Intorno alle ore 14 l’avventore, dopo aver preso il caffè, chiede un altro bicchiere di grappa.
A questo punto la cameriera presenta il conto senza la grappa ritenendo che cliente avesse già assunto una più che sufficiente quantità di alcol.

La carta di credito consegnata alla cameriera rendeva il messaggio “limite superato”.
L’uomo prima sosteneva di aver chiamato un conoscente per farsi portare i soldi necessari a pagare il conto, poi si accasciava sul tavolo fingendosi addormentato.
A quel punto la cameriera chiamava la Polizia che prontamente interveniva.

Giunti a ridosso dell’avventore, gli agenti del Commissariato Porta Pia, venivano subito coperti di insulti.
L’aria iniziava a riscaldarsi al punto che altri clienti presenti a pranzo lasciavano il locale.
Proseguendo l’atteggiamento ostile dell’uomo, gli agenti chiedevano l’intervento di altri equipaggi.

«Se non ve ne andate spacco tutto… Non sapete con chi avete a che fare…».

Alla vista dei due agenti sopraggiunti, l’uomo – oltre a continuare nel turpiloquio – si scagliava contro le suppellettili e gli arredi del locale per poi tentare di scappare aggredendo gli agenti intervenuti i quali nonostante la colluttazione riuscivano a condurlo all’interno dell’auto di servizio.

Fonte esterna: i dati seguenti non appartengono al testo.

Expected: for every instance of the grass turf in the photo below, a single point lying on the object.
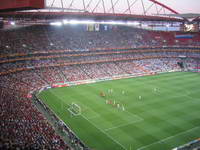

Il comportamento dell’uomo – nel frattempo condotto in Commissariato – continuava nell’escalation di insulti e minacce rivolte anche ai sanitari del 118 intervenuti su richiesta degli agenti.

«Vi vengo a cercare e vi sparo, mi ricordo le vostre facce. Non sapete chi sono io…»

L’uomo, sedato, veniva trasportato presso il Policlinico Umberto I dal quale veniva dimesso poco dopo (il tempo di attesa per l’esito del tampone Covid-19) in quanto affetto da semplice “abuso alcolico”.

Nel frattempo le indagini sul personaggio evidenziavano trascorsi analoghi di insolvenza fraudolenta ed anche una denuncia per maltrattamenti in famiglia sporta dalla madre.

Al termine delle operazioni di rito, l’uomo veniva condotto presso le camere di sicurezza della Questura in attesa del giudizio direttissimo previsto per la giornata di oggi.
Le accuse: violenza e minacce a Pubblico ufficiale, oltraggio a Pubblico ufficiale, lesione personale, insolvenza fraudolenta…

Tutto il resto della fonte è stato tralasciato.